2010年1月4日(月) 東奥日報 天地人



 箱根駅伝は母校愛と郷土愛を呼び覚ます。県勢が走ればテレビ観戦のわくわく度が増し、応援に力が入る。総合連覇を果たした東洋大の9区は、七戸町出身の工藤正也選手。沿道の声援を受け、胸を張ってトップを走る快感が伝わってきた。

 注目は、去年レース途中で体調異変をきたし、無念の棄権に終わった東北町出身の城西大石田亮選手だった。中継所の控室に横たわり「すいません」を繰り返した悪夢から1年、きのうは7区21.3キロを区間2位の好記録で走り抜き、大会前の誓い通り「リベンジ」を果たした。
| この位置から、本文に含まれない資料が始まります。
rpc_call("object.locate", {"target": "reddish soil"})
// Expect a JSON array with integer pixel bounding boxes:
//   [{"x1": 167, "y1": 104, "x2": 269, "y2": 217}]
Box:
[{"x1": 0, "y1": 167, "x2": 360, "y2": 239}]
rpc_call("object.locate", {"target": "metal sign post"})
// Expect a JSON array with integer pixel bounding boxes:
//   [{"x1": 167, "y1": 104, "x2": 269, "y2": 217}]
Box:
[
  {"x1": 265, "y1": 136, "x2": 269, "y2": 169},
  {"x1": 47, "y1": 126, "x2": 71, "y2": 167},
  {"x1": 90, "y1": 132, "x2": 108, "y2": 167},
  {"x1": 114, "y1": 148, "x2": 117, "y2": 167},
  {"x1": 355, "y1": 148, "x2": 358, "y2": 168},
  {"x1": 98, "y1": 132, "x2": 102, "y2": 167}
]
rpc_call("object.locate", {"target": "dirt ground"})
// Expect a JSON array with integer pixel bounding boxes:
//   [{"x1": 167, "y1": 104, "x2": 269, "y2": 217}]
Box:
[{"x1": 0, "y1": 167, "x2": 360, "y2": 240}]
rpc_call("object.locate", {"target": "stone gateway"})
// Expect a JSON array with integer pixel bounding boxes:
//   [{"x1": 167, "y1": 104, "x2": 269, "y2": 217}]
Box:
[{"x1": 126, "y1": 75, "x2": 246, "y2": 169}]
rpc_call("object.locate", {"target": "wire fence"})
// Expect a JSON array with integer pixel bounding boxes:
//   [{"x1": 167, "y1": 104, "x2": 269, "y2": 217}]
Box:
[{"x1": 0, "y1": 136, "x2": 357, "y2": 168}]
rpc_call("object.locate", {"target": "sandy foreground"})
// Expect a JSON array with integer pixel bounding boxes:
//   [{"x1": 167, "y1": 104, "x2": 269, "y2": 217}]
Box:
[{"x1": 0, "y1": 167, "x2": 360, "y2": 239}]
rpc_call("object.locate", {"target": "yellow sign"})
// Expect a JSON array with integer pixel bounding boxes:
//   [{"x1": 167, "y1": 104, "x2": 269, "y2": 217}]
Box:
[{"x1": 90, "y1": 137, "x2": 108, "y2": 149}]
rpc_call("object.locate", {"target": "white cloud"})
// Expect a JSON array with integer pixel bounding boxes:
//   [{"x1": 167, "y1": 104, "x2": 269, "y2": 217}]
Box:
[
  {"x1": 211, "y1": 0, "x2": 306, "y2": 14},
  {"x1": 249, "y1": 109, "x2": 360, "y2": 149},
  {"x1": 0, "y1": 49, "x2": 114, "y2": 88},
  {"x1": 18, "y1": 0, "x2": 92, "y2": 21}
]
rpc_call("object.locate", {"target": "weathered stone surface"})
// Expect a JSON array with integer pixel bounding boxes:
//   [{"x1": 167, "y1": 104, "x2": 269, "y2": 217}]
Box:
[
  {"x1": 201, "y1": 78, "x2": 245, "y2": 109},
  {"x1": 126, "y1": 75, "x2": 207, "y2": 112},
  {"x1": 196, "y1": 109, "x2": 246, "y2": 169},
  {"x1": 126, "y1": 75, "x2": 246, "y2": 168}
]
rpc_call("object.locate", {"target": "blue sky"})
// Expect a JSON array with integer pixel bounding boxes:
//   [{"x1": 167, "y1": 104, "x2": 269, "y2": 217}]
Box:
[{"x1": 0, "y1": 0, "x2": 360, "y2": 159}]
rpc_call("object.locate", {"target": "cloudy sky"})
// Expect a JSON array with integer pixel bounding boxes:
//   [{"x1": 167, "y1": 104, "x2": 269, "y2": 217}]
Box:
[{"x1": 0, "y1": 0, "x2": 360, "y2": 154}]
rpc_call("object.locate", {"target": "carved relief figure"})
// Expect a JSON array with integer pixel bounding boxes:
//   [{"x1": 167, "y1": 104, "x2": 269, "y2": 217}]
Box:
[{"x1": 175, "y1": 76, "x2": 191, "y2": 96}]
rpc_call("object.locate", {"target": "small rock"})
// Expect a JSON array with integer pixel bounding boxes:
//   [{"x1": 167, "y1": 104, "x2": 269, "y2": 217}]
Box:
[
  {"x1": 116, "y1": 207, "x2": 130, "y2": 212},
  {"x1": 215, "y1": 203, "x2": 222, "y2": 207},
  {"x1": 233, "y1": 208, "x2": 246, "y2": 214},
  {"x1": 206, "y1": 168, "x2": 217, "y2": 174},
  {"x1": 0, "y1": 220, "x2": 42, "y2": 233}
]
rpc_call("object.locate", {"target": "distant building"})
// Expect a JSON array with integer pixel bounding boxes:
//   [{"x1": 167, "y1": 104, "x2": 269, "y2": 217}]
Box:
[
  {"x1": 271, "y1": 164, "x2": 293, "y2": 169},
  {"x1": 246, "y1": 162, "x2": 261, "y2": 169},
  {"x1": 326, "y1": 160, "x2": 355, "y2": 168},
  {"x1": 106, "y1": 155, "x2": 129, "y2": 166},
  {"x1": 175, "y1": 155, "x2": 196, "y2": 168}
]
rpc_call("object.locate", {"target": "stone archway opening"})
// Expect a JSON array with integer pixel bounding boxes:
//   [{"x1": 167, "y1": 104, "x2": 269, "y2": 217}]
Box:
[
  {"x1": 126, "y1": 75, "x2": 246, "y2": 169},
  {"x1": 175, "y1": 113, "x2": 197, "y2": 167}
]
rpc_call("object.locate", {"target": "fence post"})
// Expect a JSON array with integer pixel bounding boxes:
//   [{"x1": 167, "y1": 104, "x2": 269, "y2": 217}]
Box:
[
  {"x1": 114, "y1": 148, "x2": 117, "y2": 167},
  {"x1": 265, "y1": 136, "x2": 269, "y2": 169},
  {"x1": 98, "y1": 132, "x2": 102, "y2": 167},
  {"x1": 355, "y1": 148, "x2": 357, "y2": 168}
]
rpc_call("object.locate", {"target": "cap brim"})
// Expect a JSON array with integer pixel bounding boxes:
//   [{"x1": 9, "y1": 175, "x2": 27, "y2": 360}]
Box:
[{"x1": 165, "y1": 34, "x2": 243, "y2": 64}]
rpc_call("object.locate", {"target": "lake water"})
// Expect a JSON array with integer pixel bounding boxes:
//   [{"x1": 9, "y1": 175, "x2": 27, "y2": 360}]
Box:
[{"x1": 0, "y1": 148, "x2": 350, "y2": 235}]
 気負いすぎた去年の反省から、前半を抑え後半に勝負をかける冷静なレース運び。15キロ過ぎ、給水のペットボトルを受け取ると首や頭に水をかけてギアチェンジ、並走する2選手を振り切った。母校の黄色いたすきをつないだ後は精根尽き、地べたに倒れ込んだ。

 感極まって涙がほおを伝い、荒い息遣いで傍らのチームメートに「ありがとう」の言葉を何度も繰り返した。去年棄権したとき「謝らなくていいから」と温かい言葉を掛けてもらった場面がよみがえり、再起を支えてくれた仲間への感謝を口にせずにはいられなかったのだろう。

 城西大の5区山登りは野辺地町出身の田村優典選手が務め、区間6位の好走を見せた。2人の活躍が総合6位、初のシード権獲得の原動力となった。東洋大の工藤選手を含め3人はいずれも青森山田高の出身。心身を鍛え、たくましく成長した県勢に敢闘賞と殊勲賞を贈りたい。